On the Saturday evening of the weekend, all 12 teams – six from England, one from each of the US and France and two from Germany and Belgium – united to exchange gifts, just as soldiers did over 100 years ago.
Oli Lethbridge, West Ham United Academy Head of Education, was delighted with how the Hammers got on both on and off the pitch out in Belgium.
He said: “It was extremely pleasing to see the boys perform so well on the pitch; they adopted a dedicated and enthusiastic approach to their preparations for the tournament and this was reflected in their performances during the group stages, in which they went unbeaten.

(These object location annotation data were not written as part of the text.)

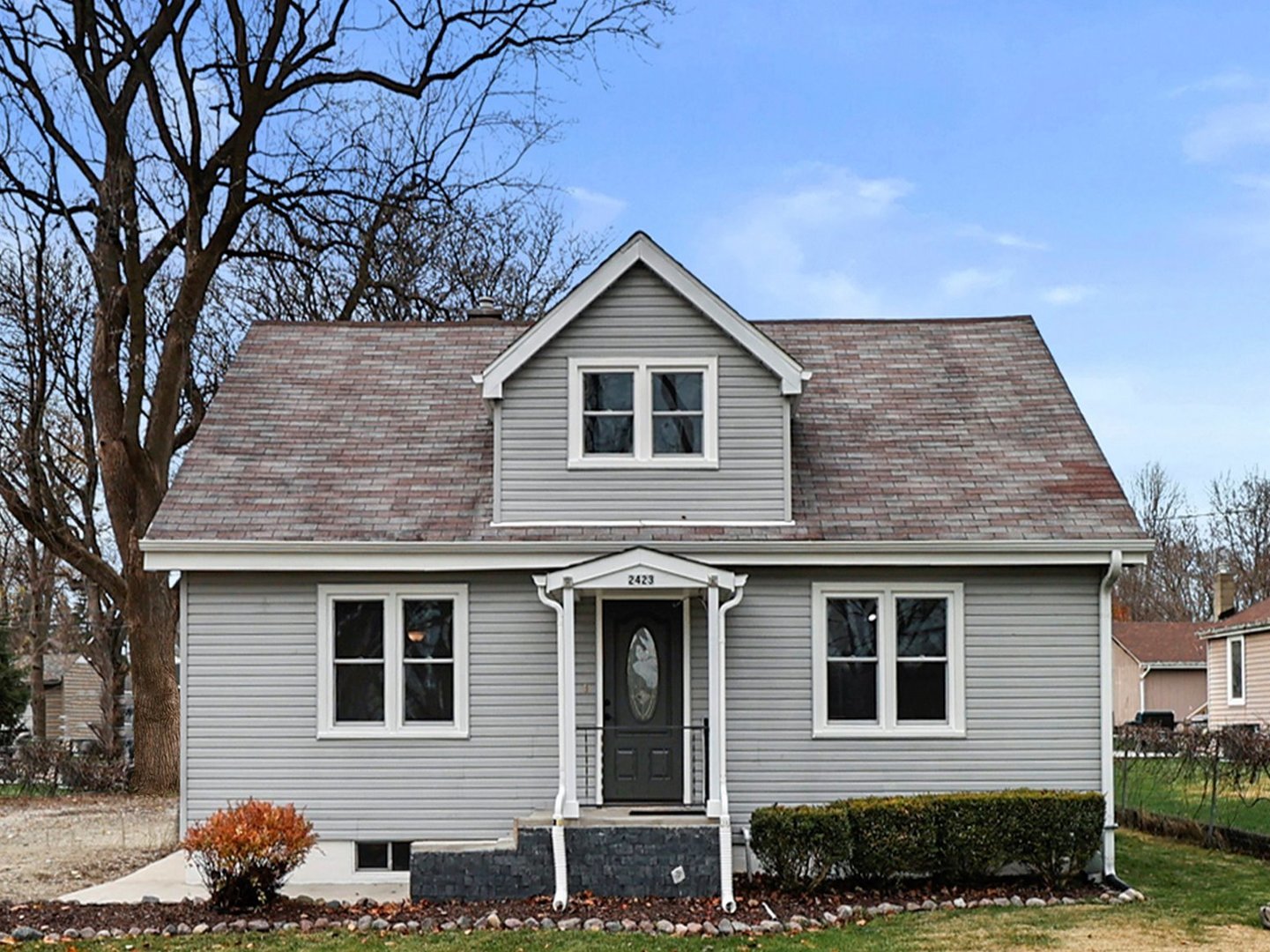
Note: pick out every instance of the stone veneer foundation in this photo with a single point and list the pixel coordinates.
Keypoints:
(606, 860)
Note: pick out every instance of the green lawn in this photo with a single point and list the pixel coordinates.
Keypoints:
(1156, 785)
(1195, 897)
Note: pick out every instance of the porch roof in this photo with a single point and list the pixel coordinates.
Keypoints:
(638, 569)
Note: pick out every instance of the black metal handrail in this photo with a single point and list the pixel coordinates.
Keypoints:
(696, 739)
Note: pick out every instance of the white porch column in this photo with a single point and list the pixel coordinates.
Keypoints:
(717, 747)
(569, 701)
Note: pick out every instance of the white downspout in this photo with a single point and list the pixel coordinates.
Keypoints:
(558, 852)
(1108, 715)
(726, 900)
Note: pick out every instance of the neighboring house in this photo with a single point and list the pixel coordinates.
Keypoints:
(72, 699)
(1238, 667)
(1158, 666)
(454, 583)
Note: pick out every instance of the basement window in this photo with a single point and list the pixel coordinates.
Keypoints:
(379, 856)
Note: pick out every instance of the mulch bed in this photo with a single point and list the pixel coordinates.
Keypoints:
(756, 902)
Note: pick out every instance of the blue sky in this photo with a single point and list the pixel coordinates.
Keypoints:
(1103, 167)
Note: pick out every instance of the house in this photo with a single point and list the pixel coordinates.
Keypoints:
(1158, 666)
(1238, 667)
(550, 607)
(72, 698)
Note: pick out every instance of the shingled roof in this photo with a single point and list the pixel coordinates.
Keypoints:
(915, 430)
(1162, 642)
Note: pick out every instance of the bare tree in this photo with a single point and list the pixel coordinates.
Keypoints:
(1241, 532)
(1175, 585)
(425, 262)
(164, 138)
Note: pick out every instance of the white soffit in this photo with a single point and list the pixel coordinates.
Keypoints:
(639, 248)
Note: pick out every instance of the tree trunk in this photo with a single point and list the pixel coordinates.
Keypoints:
(150, 621)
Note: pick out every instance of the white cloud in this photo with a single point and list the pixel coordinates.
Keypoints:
(1229, 82)
(1066, 294)
(968, 281)
(1006, 239)
(595, 210)
(1142, 413)
(1229, 130)
(784, 247)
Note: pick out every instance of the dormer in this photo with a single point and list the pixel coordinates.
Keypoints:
(642, 398)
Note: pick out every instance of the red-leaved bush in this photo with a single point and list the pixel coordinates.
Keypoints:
(245, 852)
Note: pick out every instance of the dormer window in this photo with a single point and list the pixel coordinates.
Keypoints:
(642, 413)
(608, 413)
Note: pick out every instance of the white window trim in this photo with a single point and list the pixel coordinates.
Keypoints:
(392, 726)
(1243, 699)
(642, 370)
(887, 725)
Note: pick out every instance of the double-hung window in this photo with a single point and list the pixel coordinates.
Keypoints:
(392, 660)
(1235, 673)
(642, 413)
(888, 660)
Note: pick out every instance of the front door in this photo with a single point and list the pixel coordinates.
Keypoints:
(642, 736)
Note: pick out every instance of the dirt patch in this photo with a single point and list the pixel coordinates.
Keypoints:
(754, 904)
(52, 845)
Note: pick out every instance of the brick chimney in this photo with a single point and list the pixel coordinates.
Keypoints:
(486, 311)
(1223, 595)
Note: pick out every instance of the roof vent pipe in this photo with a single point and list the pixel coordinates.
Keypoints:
(1223, 594)
(486, 311)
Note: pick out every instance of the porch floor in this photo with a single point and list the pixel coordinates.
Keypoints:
(627, 814)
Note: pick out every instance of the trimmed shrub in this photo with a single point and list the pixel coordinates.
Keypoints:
(953, 837)
(892, 837)
(1054, 833)
(800, 847)
(245, 853)
(972, 845)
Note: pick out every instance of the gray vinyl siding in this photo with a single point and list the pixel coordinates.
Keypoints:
(1031, 693)
(640, 316)
(1031, 703)
(253, 713)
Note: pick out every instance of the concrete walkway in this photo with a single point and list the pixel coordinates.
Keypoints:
(166, 880)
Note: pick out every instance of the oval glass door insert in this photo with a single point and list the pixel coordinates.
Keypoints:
(642, 675)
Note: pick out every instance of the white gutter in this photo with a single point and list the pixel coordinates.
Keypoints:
(726, 899)
(338, 555)
(1108, 717)
(558, 849)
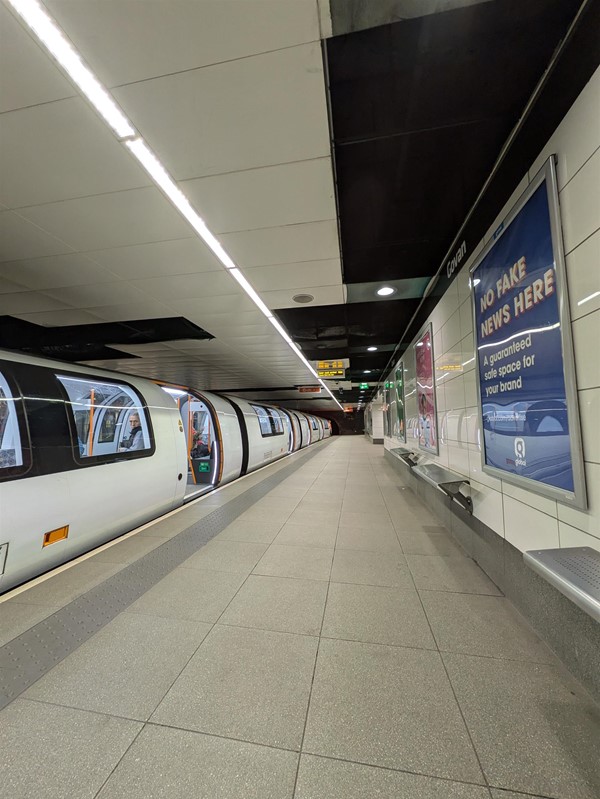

The boys were truly were outstanding young ambassadors for the Club. It was pleasing to see them perform so well and off the pitch, they conducted themselves in a conscientious and professional manner
“It was a good experience for the boys to challenge themselves against some of the best academies in Europe and overcoming different styles of football.
“Throughout the educational aspects of this project, the boys conducted themselves in a conscientious and professional manner. The boys worked extremely hard to raise awareness about the Battle of Passchendaele through the organisation of a Remembrance Service at West Ham Cemetery and the production of a video that told the story of the Battle.
“They engaged with the project fully, understanding the importance of remembering those who had fought in the First World War. This meant that they were fully prepared for the experiences that they faced whilst in Ypres, Belgium.
“They were able to develop their knowledge further by asking the tour guide questions and whilst presenting their work. They truly were outstanding young ambassadors for the Club.”